Selbst wenn der Senat die tatbestandlichen Voraussetzungen für die Gewährung eines GZ als gegeben unterstellt, ist der ablehnende Bescheid der Beklagten nicht zu beanstanden. Ein – vom Kläger freilich nicht mehr mit der Klage verfolgter – Anspruch auf Gewährung des GZ besteht von vornherein nicht, weil das der Beklagten nach § 93 Abs. 1 SGB III eröffnete Ermessen nicht auf Null reduziert ist. Diese hat dem Kläger weder die Gewährung eines GZ mündlich zugesagt (vgl. BSG, Urteil vom 18. August 2005 – B 7a/7 AL 66/04 R – juris Rn. 49) – Anhaltspunkte für eine Zusicherung bestehen ohnehin nicht – noch hat sie sich im Wege einer Eingliederungsvereinbarung auf eine selbständige Tätigkeit des Klägers als Eingliederungsziel festgelegt (vgl. LSG Baden-Württemberg, Urteil vom 28. Februar 2014 – L 8 AL 1515/13 – juris Rn. 33). Vielmehr war ausweislich des vom Kläger nicht in Abrede gestellten Inhalts des Beratungsvermerks vom 27. Februar 2012 die Förderung einer selbständigen Tätigkeit gerade von der Beklagten nicht in Aussicht gestellt, sondern als gemeinsames Eingliederungsziel eine Tätigkeit auf dem lokalen Arbeitsmarkt festgelegt worden.
Die der Beklagten gesetzten Schranken der Ermessensausübung folgen aus § 39 Abs. 1 Satz 1 Sozialgesetzbuch Erstes Buch – Allgemeiner Teil – (SGB I) und § 54 Abs. 2 Satz 2 SGG. Ermessensfehler (vgl. BSG, Urteil vom 18. März 2008 – B 2 U 1/07 R – juris Rn. 16) liegen indes – anders als das SG ausgeführt hat – nicht vor.
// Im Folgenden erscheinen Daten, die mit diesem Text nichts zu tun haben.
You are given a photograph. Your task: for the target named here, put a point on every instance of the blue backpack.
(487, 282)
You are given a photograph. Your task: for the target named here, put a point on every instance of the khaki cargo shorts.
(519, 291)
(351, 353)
Ein Ermessensausfall ist nicht gegeben. Die Beklagte hat ihr Ermessen ausweislich der Begründung der angefochtenen Bescheide ausgeübt und sich insofern auch nicht nur mit formelhaften Erwägungen begnügt. Ebenso wenig liegt eine Ermessensunterschreitung oder -überschreitung vor. Die Beklagte hat keine Rechtsfolge gesetzt, die im Gesetz nicht vorgesehen ist. Sie war sich bewusst, dass die Bewilligung des GZ in ihrem Ermessen stand und hat ihr Ermessen insofern nicht zu eng ausgelegt. Der Beklagten kann schließlich auch kein Ermessensfehlgebrauch vorgeworfen werden (vgl. hierzu etwa BSG, Urteil vom 9. November 2010 – B 2 U 10/10 R – juris Rn. 15). Indem sie darauf abgestellt hat, ob der Kläger voraussichtlich auch ohne die Förderung einer selbstständigen Tätigkeit in absehbarer Zeit in den Arbeitsmarkt eingegliedert worden wäre, hat sie vielmehr ein am Sinn und Zweck des § 93 SGB III n. F. orientiertes Ziel verfolgt und damit ihr Ermessen innerhalb der Grenzen und entsprechend dem Zweck der gesetzlichen Ermächtigung ausgeübt. Der GZ dient der möglichst frühzeitigen Reintegration des Arbeitslosen in den Arbeitsmarkt. Insoweit ist aber der allgemeine Vorrang der Vermittlung insbesondere in ein Beschäftigungsverhältnis zu beachten. Der GZ als Ermessensleistung kann nach der gesetzlichen Intention mithin nur dann gewährt werden, wenn er für eine dauerhafte Eingliederung erforderlich ist (Vermittlungsvorrang gemäß § 4 Abs. 2 SGB III), d.h. wenn die Vermittlung voraussichtlich nicht zu einer dauerhaften Eingliederung in den Arbeitsmarkt führen würde (vgl. bereits das Urteil des erkennenden Senats vom 28. Mai 2014 – L 18 AL 236/13 – juris Rn. 22; LSG Nordrhein-Westfalen, Beschluss vom 28. November 2013 – L 9 AL 81/13 – juris Rn. 42; LSG Baden-Württemberg, Urteil vom 24. Februar 2015 – L 13 AL 1924/14 – juris Rn. 28 sowie Urteil vom 24. Juli 2015 – L 8 AL 2364/14 – juris Rn. 39). Diesen normativen Vorgaben entspricht es, wenn die Beklagte, wie im Falle des Klägers geschehen, im Rahmen ihres Ermessens entscheidend darauf abstellt, ob eine möglichst nachhaltige Integration innerhalb des Alg-Bezugszeitraums nach der aktuellen Lage am Arbeitsmarkt realistisch wäre und dass dem Profil des Klägers entsprechende Stellenangebote hätten unterbreitet werden können bzw. tatsächlich unterbreitet wurden.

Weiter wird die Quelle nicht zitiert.